Recently I listened to short video by Parentingideas Magazine contributor Maggie Dent that made so much sense.
In the video Maggie implores parents to let kids practise losing so they can become more resilient and also more social.
I couldn’t agree more.
Currently, there’s a flaw in modern Western culture that won’t allow kids to lose, to struggle or to experience disappointment. Interestingly, this is at a time when childhood anxiety is going through the roof.
In an effort to improve outcomes for kids we’ve created a childhood culture that is highly structured, highly organised and highly adult-initiated. This high level of organisation minimises failure, avoids disappointment and reduces struggle. And it does kids no favours!
The solution is to reduce adult-initiated activity and introduce more unrestricted, child-initiated, social play.
It’s through free play that kids have always learned about winning and losing; how to handle it when things don’t go your way; how to get on with all types of kids including the children your parents don’t approve of; how to wait your turn and; how to hang in there long enough until things eventually go your way.
Unstructured play is usually very hierarchical in nature. Older kids tend to boss around younger kids, who often return the favour in spades when it’s their turn to be the eldest.
Kids often rely on natural consequences to influence their friends and siblings. “I’m not going to play with you because you’re mean/you don’t share/you always go first!” Sometimes they bring adults into the mix to adjudicate, but they generally just resolve things their way regardless of what adults say!
Get kids away from screens
The key to resilience-inducing, socialising free play is that the play needs to involve other children or young people. Coping and social learning can’t be done in isolation. There needs to be a social element to it.
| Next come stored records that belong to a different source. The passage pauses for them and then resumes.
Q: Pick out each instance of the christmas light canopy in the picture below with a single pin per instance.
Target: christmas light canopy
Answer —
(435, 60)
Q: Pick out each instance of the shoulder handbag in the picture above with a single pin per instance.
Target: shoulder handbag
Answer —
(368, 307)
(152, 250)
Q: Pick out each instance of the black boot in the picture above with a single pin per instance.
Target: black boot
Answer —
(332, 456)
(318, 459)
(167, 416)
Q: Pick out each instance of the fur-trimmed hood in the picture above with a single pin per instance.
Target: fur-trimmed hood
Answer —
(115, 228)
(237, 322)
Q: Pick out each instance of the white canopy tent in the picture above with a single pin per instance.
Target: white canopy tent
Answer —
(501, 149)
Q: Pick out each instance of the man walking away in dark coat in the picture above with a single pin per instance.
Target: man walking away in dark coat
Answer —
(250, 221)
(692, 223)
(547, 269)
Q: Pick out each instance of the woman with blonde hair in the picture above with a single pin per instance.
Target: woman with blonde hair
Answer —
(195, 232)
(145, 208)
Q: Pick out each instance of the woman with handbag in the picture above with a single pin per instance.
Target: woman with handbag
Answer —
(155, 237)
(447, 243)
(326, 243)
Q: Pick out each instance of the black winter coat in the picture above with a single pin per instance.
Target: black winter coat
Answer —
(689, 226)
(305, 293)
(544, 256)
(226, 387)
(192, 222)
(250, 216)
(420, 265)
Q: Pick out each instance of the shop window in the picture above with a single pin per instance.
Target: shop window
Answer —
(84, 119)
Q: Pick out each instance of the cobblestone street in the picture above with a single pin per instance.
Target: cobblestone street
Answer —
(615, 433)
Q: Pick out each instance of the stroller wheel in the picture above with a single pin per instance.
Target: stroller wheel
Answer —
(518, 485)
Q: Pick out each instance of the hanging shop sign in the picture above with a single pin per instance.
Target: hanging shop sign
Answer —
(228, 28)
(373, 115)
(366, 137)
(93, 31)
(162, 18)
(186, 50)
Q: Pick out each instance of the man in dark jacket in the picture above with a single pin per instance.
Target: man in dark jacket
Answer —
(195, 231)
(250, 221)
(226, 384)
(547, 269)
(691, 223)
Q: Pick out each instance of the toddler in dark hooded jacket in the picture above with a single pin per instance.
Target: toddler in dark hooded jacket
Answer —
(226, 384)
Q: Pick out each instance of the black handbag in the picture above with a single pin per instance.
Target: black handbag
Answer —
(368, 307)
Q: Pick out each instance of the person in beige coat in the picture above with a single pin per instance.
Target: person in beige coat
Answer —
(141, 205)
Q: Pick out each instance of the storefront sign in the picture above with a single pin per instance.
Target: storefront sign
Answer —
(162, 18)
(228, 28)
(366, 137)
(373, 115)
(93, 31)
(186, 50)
Even playing computer games involving others from a distance doesn’t make the grade.
Face-to-face interactions that occur through free play develops the BIG 3 social behaviours in kids – that is, 1) co-operative, 2) assertive and 3) coping behaviours.
So make sure your children’s free time is balanced between structured adult-initiated activity such as after school sport; includes child-initiated calming down-time such as listening to music, and group-oriented free play (involving at least one other person) that is done either inside or outside (the latter should be included) where your child can practise losing, struggling, following the lead of others and heaps more great life skills and attitudes.